Grâce à toutes les informations qu'il avait obtenues pendant ce mois de recherche, il savait précisément quand il passerait et à quel endroit. Il commença à faire son sac, mit son roman, un couteau pour se défendre, un brassard de police et partit. Sur le chemin, la hâte et le stress se confondaient dans sa tête, il se demandait ce qu'il allait faire en le voyant.
Il commença à se faire des scénarios dans lesquels la violence grandissait de plus en plus jusqu'à se voir prendre le couteau de son sac et le poignarder en plein cœur. Après toutes ces pensées cruelles, il arriva enfin dans une petite ruelle sombre ; il pouvait apercevoir à sa droite un panneau qui indiquait le nom de la rue Magrov.
Quelques mètres plus loin, il s'arrêta sur le banc d'un parc et mit le brassard. Il connaissait bien cet endroit car il avait l'habitude d'y aller souvent avec son père, plusieurs années avant qu'il ne parte. Il attendit quelques heures car, dans la précipitation, il n'avait pas regardé l'heure. Au bout d'un certain temps, il aperçut au loin une silhouette qui s'avançait en courant et qui ressemblait étrangement à son père.

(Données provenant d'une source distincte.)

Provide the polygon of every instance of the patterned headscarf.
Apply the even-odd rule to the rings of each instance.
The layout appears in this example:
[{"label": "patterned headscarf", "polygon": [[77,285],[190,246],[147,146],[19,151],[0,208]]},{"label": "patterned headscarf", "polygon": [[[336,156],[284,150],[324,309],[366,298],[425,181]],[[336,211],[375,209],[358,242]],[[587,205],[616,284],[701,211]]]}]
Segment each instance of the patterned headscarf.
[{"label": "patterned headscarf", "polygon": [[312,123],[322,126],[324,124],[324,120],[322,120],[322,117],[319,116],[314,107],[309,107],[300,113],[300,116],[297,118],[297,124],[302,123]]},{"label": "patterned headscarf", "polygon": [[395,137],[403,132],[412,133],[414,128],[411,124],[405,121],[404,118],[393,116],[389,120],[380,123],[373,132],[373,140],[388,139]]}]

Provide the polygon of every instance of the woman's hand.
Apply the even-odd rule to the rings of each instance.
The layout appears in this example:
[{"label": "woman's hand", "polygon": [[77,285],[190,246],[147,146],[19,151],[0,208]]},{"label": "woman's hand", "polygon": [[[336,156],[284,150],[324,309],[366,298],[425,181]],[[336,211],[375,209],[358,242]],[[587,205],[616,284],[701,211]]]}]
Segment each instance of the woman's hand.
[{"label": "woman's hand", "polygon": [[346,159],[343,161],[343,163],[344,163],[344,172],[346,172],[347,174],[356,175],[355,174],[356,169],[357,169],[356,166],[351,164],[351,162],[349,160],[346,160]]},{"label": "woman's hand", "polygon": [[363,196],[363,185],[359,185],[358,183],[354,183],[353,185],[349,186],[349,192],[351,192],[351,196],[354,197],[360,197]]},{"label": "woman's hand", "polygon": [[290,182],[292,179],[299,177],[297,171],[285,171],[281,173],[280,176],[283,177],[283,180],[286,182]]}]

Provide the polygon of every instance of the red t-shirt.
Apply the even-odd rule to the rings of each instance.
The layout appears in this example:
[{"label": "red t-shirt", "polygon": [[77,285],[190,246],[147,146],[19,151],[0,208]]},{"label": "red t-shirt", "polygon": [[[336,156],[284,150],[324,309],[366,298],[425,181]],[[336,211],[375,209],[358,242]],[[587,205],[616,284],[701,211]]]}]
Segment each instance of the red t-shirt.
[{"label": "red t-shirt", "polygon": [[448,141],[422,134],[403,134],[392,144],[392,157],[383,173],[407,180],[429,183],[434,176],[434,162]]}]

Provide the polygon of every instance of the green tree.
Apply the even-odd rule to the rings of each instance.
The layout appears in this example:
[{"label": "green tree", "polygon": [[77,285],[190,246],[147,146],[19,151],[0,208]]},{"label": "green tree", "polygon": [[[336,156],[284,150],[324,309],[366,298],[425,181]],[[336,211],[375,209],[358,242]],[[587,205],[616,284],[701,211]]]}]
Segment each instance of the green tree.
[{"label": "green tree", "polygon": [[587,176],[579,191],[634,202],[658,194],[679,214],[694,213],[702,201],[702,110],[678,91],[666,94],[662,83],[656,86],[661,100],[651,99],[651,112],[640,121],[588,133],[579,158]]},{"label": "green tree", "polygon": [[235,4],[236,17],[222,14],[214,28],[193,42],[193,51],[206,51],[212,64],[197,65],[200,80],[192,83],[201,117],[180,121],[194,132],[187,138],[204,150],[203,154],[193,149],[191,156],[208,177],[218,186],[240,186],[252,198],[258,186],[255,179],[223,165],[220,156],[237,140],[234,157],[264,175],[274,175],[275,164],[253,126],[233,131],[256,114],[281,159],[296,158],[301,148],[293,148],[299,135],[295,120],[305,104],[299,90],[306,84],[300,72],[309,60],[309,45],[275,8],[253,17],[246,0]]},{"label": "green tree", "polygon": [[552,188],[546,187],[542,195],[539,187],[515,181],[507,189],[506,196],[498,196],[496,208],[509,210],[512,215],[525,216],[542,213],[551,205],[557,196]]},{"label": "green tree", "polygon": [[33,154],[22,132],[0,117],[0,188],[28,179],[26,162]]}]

Il se leva du banc et s'approcha de l'homme. Il commença par lui demander ses papiers car il se prenait pour un policier et tout cela d'un air sympathique. L'individu, d'un air étonné, lui demanda pourquoi et s’il avait sa plaque de police. Comme Juno n'avait pas de plaque de police et passait outre la question, il commença doucement à s'énerver, lui disant qu'il connaissait sa vie de A à Z et qu'il pourrait le retrouver n'importe quand s’il le voulait, il sortit son roman de son sac à dos et lui montra des passages de sa vie.
L'homme se mit à paniquer mais n'eut pas le temps de dire quoi que ce soit que déjà Juno lui coupa la parole et lui raconta en détails tout ce qu'il connaissait de lui. Plus il parlait, plus le ton de sa voix s'intensifiait, plus il devenait agressif, et son regard changea en un regard oppressant. Tout cela provoqua chez son auditeur une rage qu’il avait du mal à contenir, étant un grand sportif il lui mit une droite magistrale qui le mit à terre et son roman tomba avec lui, se retrouvant dans une flaque.
Suite à cela, l'agresseur reprit le livre et le déchira jusqu'à n'en plus pouvoir puis jeta les bouts de livre qui lui restaient entre les mains sur le corps inconscient de sa victime. Notre héros attrapa son sac à dos, saisit le couteau à deux mains et se l'enfonça vivement en plein cœur. Ses dernières pensées furent pour son père. Il avait enfin compris et accepté le fait qu'il était mort et se dit qu'après tant d'années, il allait enfin le revoir.